NAC has other benefits as well. In one study, taking high dose NAC increased time to muscle fatigue by 30 percent while preventing a drop in glutathione.117 And, it may even help to protect the heart muscle during a heart attack.118 Antioxidants supplementation that includes NAC at doses of 600-3,000 mg/day even significantly decrease symptoms of obsessive compulsive disorder119, 120 which can trigger CFS/FMS. NAC also plays a role in detoxification.


117Matuszczak Y, Farid M, et al, "Effects of N-acetylcysteine on glutathione oxidation and fatigue during handgrip exercise," Muscle Nerve, 2005; 32(5): 633-8.

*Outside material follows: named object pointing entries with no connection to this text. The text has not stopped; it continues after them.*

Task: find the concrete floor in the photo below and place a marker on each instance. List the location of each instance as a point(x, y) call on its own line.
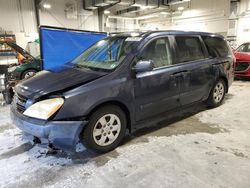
point(205, 148)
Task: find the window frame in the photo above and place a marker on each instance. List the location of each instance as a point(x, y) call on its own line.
point(203, 48)
point(171, 50)
point(218, 38)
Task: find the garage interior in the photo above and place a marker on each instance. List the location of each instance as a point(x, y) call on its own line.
point(200, 147)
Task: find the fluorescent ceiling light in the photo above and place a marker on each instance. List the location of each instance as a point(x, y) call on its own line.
point(106, 12)
point(47, 6)
point(164, 13)
point(181, 8)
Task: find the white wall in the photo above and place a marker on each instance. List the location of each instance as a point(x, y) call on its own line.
point(19, 18)
point(200, 15)
point(243, 31)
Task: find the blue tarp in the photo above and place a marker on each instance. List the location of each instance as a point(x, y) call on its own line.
point(59, 46)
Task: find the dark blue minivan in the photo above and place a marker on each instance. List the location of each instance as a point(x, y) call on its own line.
point(124, 82)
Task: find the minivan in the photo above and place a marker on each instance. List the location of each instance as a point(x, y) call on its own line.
point(124, 82)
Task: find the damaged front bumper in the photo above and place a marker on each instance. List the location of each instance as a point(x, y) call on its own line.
point(61, 134)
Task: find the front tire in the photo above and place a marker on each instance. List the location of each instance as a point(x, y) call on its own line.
point(106, 129)
point(28, 73)
point(217, 94)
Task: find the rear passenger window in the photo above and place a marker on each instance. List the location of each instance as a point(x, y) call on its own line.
point(217, 47)
point(189, 48)
point(159, 52)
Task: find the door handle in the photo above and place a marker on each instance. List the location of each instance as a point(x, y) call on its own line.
point(180, 73)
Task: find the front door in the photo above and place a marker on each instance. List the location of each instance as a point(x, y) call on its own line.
point(156, 91)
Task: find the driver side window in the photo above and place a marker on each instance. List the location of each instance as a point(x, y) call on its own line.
point(158, 51)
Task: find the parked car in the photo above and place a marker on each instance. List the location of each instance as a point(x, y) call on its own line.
point(124, 82)
point(27, 67)
point(242, 67)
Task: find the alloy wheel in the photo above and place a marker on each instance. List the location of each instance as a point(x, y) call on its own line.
point(107, 129)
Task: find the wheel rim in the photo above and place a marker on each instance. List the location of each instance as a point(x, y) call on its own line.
point(218, 92)
point(107, 129)
point(29, 74)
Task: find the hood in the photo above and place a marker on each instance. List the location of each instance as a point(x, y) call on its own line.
point(19, 49)
point(46, 82)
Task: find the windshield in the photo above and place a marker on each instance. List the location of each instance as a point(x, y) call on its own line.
point(106, 54)
point(244, 48)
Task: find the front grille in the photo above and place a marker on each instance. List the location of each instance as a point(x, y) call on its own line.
point(241, 66)
point(20, 103)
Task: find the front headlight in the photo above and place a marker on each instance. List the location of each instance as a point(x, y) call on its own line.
point(44, 109)
point(11, 69)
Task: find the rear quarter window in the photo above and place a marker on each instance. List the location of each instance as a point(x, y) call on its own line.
point(217, 47)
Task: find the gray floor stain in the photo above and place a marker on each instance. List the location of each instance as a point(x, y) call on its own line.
point(16, 151)
point(5, 127)
point(103, 159)
point(190, 125)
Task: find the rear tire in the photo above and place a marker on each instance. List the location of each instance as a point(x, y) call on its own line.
point(217, 94)
point(106, 129)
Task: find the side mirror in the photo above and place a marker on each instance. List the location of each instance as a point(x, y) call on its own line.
point(144, 66)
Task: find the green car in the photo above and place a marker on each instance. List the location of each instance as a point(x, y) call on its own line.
point(29, 67)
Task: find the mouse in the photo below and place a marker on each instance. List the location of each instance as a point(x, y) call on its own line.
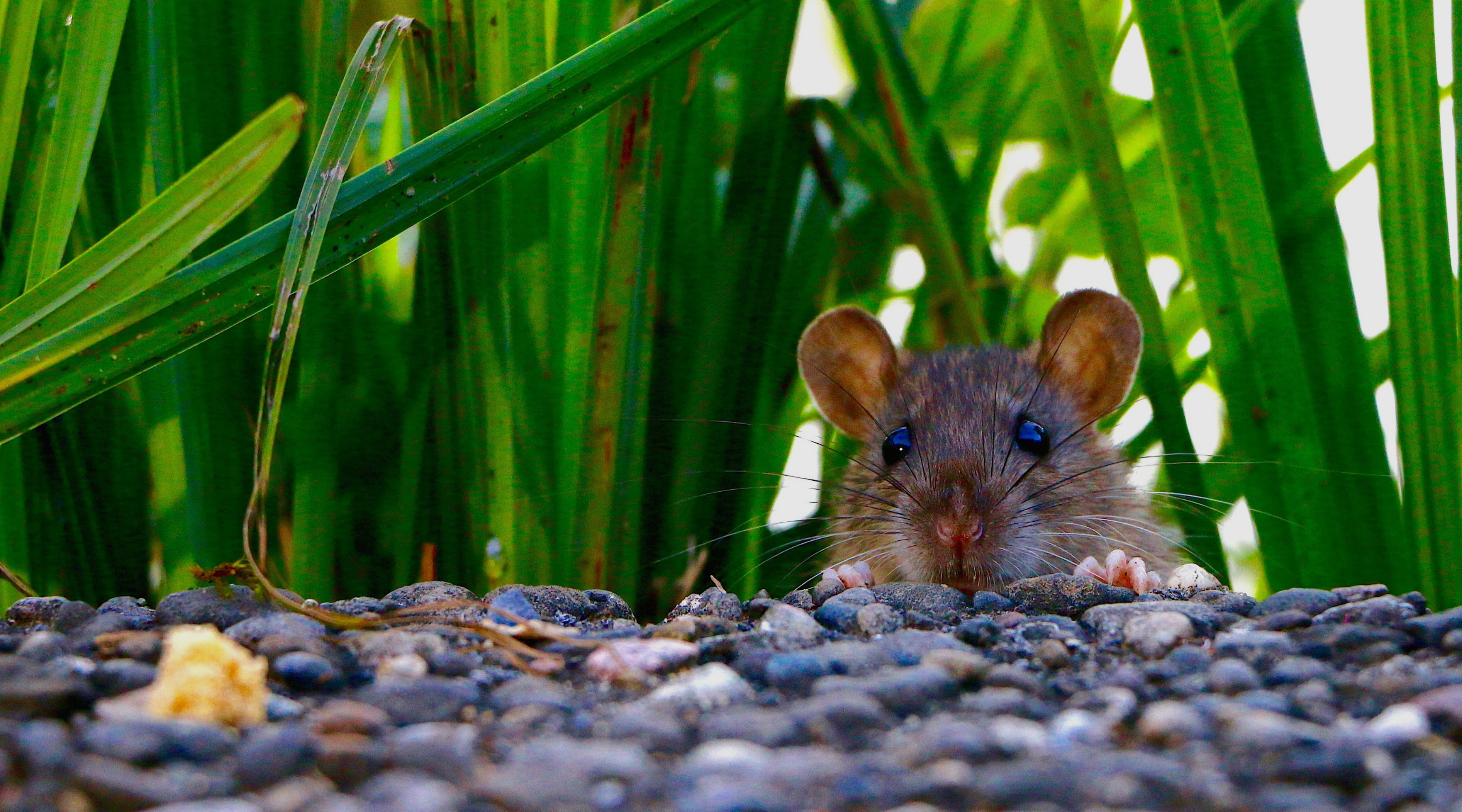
point(983, 465)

118Yesilbursa D, Serdar A, et al, "Effect of N-acetylcysteine on oxidative stress and ventricular function in patients with myocardial infarction," Heart Vessels, 2006; 21(1): 33-7.

119Lafleur DL, Pittenger C, et al, "N-acetylcysteine augmentation in serotonin reuptake inhibitor refractory obsessive-compulsive disorder," Psychopharmacology (Berl), 2006; 184(2): 254-6.

120 Ersan S, Bakir S, et al "Examination of free radical metabolism and antioxidant defence system elements in patients with obsessive-compulsive disorder,", Prog Neuropsychopharmacol Biol Psychiatry, 2006 May 6 [Epub ahead of print].